The hyoscine butylbromide substance is obtained from a species of the plant genus Duboisia. It is mainly classified as an antispasmodic, which means that it is a drug used to suppress of muscle spasms, or involuntary contractions. Specifically, this medication targets the spasms that occur in the abdomen. The medication accomplishes this by relaxing the muscles of the site where the spasms are taking place, which could be organs such as the stomach or intestines.
This medication has valuable advantages over similar drugs. Boehringer Ingelheim GmbH offers Buscopan® Plus, a version of the drug that combines hyoscine butylbromide with an analgestic known as paracetamol. Thus it can act like an analgesic in that it relieves pain, but it goes further by identifying the source of the pain itself, in this case the muscle spasm. Also, it does not cross the blood-brain barrier like other antispasmodics such as the tropane alkaloid drug scopolamine. This prevents hyoscine butylbromide from causing central nervous system side effects such as drowsiness.
Muscle spasms is not the only medical condition category that hyoscine butylbromide treats. It is also used for irritable bowel syndrome (IBS), which concerns abdominal pain and cramps, and is accompanied by bowel movements such as constipation, flatulence and diarrhea. Patients can therefore use the drug to fight against regular abdominal pain and cramps without the symptoms that indicate the presence of IBS. Other uses include fighting menstrual pain and bladder spasms.
Buscopan® is manufactured as a 10-milligram tablet, to be swallowed with a full glass of water. There is no maximum time period for taking the drug. Patients are advised, however, to see their doctors if the spasms or cramps remain after a reasonable amount of time.
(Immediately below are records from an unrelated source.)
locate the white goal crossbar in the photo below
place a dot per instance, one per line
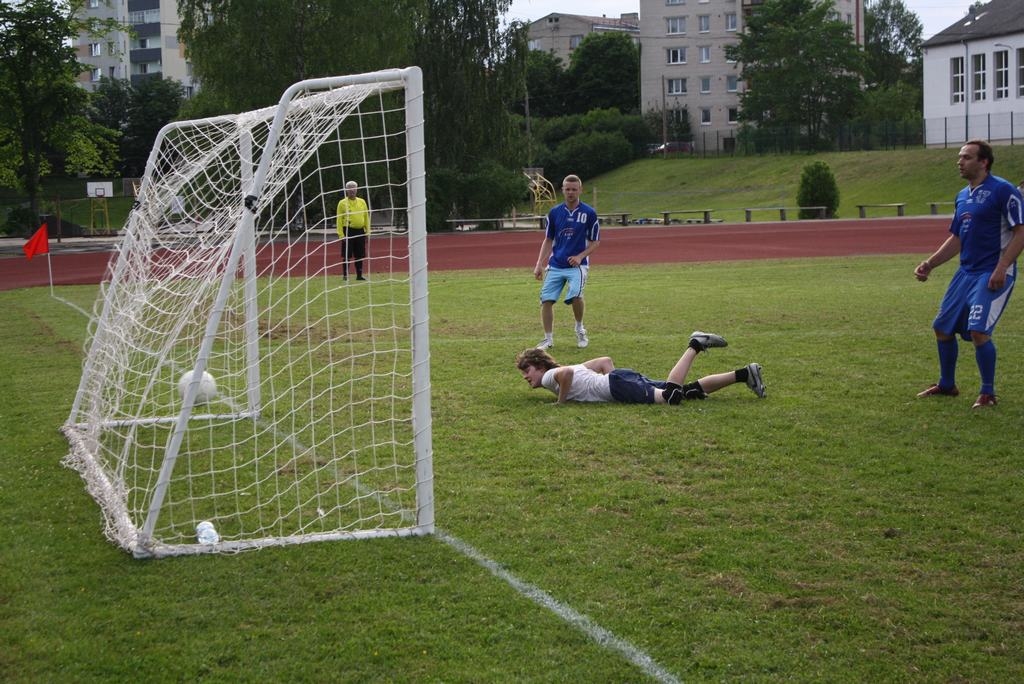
(305, 415)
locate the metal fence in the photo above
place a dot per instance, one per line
(1007, 128)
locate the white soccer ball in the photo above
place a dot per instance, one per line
(207, 387)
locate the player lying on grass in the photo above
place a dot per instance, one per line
(599, 380)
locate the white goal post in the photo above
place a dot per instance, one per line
(306, 415)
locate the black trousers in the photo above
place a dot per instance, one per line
(353, 247)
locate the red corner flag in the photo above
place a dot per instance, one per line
(38, 244)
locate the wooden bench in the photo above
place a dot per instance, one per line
(466, 224)
(935, 206)
(900, 206)
(624, 217)
(705, 213)
(782, 211)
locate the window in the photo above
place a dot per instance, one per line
(144, 16)
(1000, 75)
(676, 25)
(978, 78)
(956, 85)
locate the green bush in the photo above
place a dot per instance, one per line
(20, 221)
(588, 155)
(817, 188)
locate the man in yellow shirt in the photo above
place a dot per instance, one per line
(353, 227)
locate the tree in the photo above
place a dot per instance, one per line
(42, 110)
(247, 53)
(154, 103)
(817, 188)
(892, 44)
(545, 79)
(137, 113)
(604, 72)
(801, 66)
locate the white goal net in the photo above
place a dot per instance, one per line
(308, 414)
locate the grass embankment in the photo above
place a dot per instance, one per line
(728, 184)
(839, 530)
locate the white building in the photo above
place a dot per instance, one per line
(683, 65)
(154, 50)
(974, 77)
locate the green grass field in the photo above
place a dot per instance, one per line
(839, 530)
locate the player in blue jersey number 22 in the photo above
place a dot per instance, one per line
(987, 232)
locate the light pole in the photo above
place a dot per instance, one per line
(967, 92)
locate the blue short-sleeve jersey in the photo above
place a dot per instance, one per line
(569, 231)
(983, 221)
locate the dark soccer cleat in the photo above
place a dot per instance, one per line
(935, 390)
(985, 400)
(755, 382)
(705, 341)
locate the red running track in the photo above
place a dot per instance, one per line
(453, 251)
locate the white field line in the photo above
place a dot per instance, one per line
(592, 630)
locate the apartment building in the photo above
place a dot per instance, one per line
(560, 34)
(683, 68)
(974, 77)
(154, 50)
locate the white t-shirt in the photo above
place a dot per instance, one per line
(587, 385)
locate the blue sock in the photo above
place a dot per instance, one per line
(948, 349)
(985, 354)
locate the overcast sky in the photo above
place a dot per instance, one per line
(934, 14)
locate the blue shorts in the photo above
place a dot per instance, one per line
(970, 306)
(573, 280)
(628, 386)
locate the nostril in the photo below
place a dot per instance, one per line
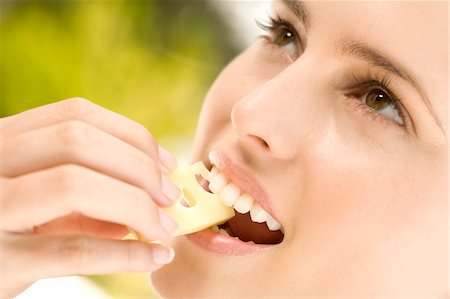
(259, 141)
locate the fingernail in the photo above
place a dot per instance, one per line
(167, 223)
(166, 159)
(170, 189)
(163, 255)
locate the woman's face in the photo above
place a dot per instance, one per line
(336, 124)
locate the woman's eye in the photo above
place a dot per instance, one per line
(287, 40)
(283, 35)
(382, 103)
Generally, hyoscine butylbromide does not have any specific or significant side effects. Additionally, there are very few reports of the drug used as a sedative, or to reduce excitement or irritability, which consequently makes it an unlikely candidate for widespread abuse. Currently, there is no evidence of significant fetal risk from hyoscine butylbromide during pregnancies. Patients, however, are advised not to surpass the recommended dosage.